Sunday, December 25, 2011

Beer and Sherry Braised Brisket

Yum. I upped the anti and the slow cooking on traditional brisket with this one.  The aroma was so strong, I tempted a long time vegetarian into considering taking the meaty plunge... Clearly a success by any measure!  I made two briskets simultaneously and froze one ... how can you resist red meat on sale, I wonder? Feel free to add root vegetables to the roasting pan - I didn't want to deprive the vegetarians, so I didn't... but I saved the sauce/gravy and added it to both chicken soup and roasted parsnips and carrots the following week.


Dry Rub:
1/3 brown sugar (I use  turbinado brownulated)
1/3 garlic powder
1/3 onion powder
(I didn't put measurements above, usually pour in about 1/3cup or less)
2 tbsp Emeril's essence
1 tbsp Mustard seed (ground)
1-2 tsp Allspice
2 tsp cumin

Mix all ingredients in a ziploc bag
Coat both sides, leave fatty side up.


Add
3/4 c Harpoon (I used summer ale.... but any beer will do the job)
1/2-1c Gonzales Byass Tio Pepe kosher Sherry

Seal really tightly w/aluminum foil

Cook at 225 for 3 hours
Flip (If serving for shabbat/holiday lunch, this is where I put it in the fridge)
Then 200 for 4-5 hours
Let cool for 10-15 min before you slice it to serve.
Cut against the grain!!!It's the slow and low that makes it fork tender. It can stand to be in the oven tightly sealed a bit longer ... But 8 hrs is my gauge. Enjoy!

Wednesday, November 16, 2011

Best Brisket

This recipe is inspired by my childhood best friend's mom. I've turned into my own special recipe, but her slow cooking technique is what I recommend!

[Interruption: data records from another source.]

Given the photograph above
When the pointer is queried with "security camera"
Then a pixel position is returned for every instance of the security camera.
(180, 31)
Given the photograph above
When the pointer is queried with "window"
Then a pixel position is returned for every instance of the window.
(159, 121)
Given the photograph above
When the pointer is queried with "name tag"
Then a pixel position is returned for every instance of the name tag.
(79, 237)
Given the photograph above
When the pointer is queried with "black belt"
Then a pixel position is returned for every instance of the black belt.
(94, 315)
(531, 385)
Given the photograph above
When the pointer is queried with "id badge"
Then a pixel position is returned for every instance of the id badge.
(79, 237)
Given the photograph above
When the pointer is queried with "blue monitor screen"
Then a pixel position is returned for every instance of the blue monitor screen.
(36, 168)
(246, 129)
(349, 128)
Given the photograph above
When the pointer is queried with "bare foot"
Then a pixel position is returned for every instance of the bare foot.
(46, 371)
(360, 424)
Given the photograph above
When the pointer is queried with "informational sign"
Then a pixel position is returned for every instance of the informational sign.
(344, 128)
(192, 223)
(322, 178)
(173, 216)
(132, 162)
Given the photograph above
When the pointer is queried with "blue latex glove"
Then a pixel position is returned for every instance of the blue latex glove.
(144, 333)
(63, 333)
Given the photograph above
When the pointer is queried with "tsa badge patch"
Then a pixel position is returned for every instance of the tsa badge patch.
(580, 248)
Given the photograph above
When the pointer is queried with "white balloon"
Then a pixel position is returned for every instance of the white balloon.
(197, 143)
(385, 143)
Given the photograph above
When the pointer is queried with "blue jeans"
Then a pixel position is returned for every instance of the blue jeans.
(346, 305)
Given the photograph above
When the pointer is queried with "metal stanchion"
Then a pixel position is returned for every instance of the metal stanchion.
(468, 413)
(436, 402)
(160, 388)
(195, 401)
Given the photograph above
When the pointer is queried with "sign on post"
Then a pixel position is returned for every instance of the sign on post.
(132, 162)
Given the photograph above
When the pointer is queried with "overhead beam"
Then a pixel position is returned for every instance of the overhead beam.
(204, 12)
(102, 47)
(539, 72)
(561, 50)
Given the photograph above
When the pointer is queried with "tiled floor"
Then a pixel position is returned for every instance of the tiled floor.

Either Preheat oven to 350 degrees and lower to 300 after 2 hours for an additional hour
or 250 if you plan to slow cook for 6-8 hours.

2.5 lbs Brisket, 2nd cut
1/4 c. sugar (brown, turbinado or in the raw)
1/3 c. onion soup mix or if you need low sodium, onion powder
1/2 c. garlic powder
2/3 c. sherry (tio pepe makes a kosher blend every passover and it's usually available year round)
1/3 c. water or broth
Veggetables to add: Root vegetables, celery, carrots, potatoes, parsnips, mushrooms (whatever is on hand)
Optional dry ingredients: Paprika, zatar, mustard powder, rosemary or emeril's spice blend. Clove of garlic - place slices into little slits you cut in the meat

If using fresh garlic, insert first. Then mix dry ingredients and use as a dry rub on both sides of meat. Chop vegetables into big pieces, celery, parsnips and carrots on the bias. Toss into bottom of pan. Add meat and liquid. Cover with aluminum foil and place in oven. See above for temperature and cooking time options. Turn over half way through cooking. (If you want to nestle the meat directly into the liquid, you won't regret it.) You may want to add more liquid half way through, or take off the aluminum foil to let the gravy thicken depending on how your oven does and how much liquid the meat gives off.